Financieringsbehoefte in de toekomst lager dan behoefte afgelopen jaar
De verwachte financieringsbehoefte ligt in het komende jaar lager dan de behoefte in het afgelopen jaar. Meer dan de helft van het mkb heeft namelijk geen constante financieringsbehoefte. “Een bedrijf dat in het afgelopen jaar een behoefte aan financiering had, is duidelijk minder geneigd om in het komende jaar ook weer geld buiten het bedrijf te zoeken.”, aldus het CBS.
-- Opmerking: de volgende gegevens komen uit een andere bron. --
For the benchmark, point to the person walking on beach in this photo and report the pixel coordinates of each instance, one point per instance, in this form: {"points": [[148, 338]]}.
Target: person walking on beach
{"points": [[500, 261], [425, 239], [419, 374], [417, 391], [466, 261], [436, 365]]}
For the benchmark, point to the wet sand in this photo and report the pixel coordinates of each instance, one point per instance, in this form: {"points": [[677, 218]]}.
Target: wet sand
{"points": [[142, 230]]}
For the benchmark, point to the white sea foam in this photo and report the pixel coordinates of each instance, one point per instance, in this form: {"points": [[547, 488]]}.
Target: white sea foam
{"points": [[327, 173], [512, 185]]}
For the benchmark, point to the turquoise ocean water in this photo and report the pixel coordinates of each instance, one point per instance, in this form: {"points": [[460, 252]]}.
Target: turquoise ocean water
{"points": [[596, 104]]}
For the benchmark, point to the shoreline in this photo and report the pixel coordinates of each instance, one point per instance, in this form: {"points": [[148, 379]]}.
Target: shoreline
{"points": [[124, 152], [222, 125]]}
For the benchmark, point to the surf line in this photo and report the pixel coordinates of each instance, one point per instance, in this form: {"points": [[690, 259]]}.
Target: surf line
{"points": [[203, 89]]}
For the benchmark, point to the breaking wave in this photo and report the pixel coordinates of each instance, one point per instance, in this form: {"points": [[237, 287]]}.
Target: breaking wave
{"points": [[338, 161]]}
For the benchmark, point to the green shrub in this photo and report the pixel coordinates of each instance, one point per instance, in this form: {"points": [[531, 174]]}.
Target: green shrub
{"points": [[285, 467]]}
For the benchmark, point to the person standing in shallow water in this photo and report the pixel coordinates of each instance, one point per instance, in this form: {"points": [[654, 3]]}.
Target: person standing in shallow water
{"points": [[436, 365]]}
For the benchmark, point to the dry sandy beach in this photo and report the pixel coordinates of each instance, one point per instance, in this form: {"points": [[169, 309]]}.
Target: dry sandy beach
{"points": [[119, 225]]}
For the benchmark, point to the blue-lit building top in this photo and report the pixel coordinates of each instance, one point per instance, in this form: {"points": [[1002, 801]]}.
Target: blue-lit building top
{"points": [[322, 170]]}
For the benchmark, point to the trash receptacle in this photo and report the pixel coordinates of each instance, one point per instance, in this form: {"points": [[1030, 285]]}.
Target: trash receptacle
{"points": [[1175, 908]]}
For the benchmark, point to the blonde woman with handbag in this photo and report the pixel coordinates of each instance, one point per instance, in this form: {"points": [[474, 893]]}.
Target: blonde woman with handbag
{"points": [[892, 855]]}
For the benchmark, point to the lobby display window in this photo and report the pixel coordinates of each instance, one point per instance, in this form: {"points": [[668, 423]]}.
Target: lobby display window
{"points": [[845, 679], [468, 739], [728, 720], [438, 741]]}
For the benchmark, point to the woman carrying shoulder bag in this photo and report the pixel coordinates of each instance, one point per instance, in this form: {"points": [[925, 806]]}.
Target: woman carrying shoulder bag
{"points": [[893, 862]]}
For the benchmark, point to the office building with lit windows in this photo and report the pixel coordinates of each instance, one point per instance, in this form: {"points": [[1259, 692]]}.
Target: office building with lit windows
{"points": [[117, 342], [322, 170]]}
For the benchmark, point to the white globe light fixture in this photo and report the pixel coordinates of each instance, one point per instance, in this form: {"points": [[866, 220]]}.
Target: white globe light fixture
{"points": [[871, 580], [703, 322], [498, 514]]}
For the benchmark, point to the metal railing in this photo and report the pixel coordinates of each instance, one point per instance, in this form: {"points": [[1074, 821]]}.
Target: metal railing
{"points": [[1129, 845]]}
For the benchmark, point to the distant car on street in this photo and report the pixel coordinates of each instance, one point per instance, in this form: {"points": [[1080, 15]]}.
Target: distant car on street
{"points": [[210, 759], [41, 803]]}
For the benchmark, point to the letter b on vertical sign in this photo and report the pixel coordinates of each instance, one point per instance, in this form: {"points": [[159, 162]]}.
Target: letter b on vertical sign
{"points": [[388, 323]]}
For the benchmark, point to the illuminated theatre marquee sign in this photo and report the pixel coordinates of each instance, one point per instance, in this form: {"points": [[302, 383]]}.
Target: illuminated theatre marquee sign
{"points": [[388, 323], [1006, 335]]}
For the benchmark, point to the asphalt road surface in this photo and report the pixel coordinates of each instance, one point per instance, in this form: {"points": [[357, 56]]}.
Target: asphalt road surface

In het afgelopen jaar gebruikte het mkb financiering vooral om bestaande activiteiten uit te breiden. In het komende jaar verwachten ze juist vaker op zoek te gaan om hun activiteiten te vernieuwen en om te investeren in onroerend goed.
De Financieringsmonitor werd vanaf 2008 door Panteia opgesteld en door het Ministerie van Economische Zaken naar de Tweede Kamer gestuurd. Sinds 2018 maakt het CBS in opdracht van het Ministerie een nieuwe Financieringsmonitor. De historische en actuele gegevens liggen ten grondslag aan de uitkomsten van de monitor samen met de resultaten van een nieuwe enquête onder ruim vijfduizend ondernemers in het mkb. De monitor heeft betrekking op de periode die loopt van 1 juli 2017 tot 1 juli 2018.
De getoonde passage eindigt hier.